The resulting mixture was stripped of residual monomer by adding 190 lbs of n-heptane and 380 lbs of Norpar™ 12 and agitation was held at 80 RPM with the batch heated to 95° C. The nitrogen flow was stopped and a vacuum of 126 torr was pulled and held for 10 minutes. The vacuum was then increased to 80, 50, and 31 torr, being held at each level for 10 minutes. Finally, the vacuum was increased to 20 torr and held for 30 minutes. At that point a full vacuum is pulled and 795 lbs of distillate was collected. A second strip was performed, following the above procedure. 621 lbs of distillate were collected. The vacuum was then broken, and the stripped organosol was cooled to room temperature, yielding an opaque white dispersion.

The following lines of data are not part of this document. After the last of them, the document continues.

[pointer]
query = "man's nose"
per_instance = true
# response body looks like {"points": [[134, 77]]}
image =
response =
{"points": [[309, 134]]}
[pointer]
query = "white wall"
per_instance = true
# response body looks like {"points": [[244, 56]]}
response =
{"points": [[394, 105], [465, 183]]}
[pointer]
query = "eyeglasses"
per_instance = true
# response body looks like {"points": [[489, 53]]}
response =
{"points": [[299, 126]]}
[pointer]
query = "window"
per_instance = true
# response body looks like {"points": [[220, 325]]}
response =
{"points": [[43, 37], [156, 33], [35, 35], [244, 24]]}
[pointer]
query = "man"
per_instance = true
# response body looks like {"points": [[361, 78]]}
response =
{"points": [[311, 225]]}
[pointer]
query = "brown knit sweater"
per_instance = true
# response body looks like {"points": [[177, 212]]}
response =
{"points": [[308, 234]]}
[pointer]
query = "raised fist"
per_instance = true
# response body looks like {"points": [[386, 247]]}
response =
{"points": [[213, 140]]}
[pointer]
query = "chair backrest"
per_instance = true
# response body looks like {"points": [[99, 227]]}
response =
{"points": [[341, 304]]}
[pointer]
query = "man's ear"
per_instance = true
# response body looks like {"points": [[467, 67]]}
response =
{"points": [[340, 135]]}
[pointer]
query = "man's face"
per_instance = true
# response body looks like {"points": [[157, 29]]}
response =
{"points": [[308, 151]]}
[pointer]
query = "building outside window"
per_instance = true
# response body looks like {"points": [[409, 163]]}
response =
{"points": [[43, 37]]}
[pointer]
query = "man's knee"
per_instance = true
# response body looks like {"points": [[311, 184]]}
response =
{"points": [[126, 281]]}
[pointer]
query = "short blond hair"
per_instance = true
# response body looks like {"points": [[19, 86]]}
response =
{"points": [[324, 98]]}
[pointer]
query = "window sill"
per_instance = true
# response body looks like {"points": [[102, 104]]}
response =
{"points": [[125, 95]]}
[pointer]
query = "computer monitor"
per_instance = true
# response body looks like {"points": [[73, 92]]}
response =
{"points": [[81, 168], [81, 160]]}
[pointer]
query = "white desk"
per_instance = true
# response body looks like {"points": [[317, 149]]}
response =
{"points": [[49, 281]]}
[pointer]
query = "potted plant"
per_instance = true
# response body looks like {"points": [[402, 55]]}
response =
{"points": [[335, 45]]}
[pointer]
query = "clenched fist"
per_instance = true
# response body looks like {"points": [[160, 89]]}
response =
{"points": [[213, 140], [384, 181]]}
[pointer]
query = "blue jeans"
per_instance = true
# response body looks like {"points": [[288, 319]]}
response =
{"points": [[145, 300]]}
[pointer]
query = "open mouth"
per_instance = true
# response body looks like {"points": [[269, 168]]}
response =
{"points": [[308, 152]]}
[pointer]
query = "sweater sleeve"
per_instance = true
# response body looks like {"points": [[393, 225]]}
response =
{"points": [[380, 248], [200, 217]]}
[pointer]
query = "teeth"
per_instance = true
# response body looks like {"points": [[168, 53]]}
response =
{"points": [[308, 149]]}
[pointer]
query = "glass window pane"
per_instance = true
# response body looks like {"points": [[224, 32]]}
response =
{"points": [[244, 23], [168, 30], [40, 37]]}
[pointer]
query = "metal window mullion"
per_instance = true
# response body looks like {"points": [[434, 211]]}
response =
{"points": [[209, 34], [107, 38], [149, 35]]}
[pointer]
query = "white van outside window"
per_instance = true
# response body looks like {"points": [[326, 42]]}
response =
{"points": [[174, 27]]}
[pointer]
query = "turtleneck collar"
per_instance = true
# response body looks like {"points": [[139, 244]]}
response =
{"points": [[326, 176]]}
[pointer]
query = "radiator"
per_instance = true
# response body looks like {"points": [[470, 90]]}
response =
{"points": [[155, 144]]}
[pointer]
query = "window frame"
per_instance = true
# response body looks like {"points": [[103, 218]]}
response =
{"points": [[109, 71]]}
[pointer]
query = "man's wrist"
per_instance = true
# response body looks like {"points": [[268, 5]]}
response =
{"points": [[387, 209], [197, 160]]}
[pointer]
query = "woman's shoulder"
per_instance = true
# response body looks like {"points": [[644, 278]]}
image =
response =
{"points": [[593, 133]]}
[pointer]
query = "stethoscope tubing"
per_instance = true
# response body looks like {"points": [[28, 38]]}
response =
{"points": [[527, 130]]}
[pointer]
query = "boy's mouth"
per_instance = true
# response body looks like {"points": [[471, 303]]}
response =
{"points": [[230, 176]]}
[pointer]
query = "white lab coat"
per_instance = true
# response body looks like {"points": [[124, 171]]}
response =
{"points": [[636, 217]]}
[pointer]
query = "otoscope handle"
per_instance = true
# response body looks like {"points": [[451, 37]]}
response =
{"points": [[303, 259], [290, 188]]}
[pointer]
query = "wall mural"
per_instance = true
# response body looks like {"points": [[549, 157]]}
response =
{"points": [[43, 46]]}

This organosol is designated TCHMA/HEMA-TMI//EMA (97/3-4.7//100% w/w). The percent solid of the organosol dispersion after stripping was determined as approximately 12.5% (w/w) by the thermogravimetric method described above. Subsequent determination of average particles size was made using the light scattering method described above; the organosol had a volume average diameter of 42.3 μm. The glass transition temperature was measured using DSC, as described above. The organosol polymer had a measured Tg of 62.7° C.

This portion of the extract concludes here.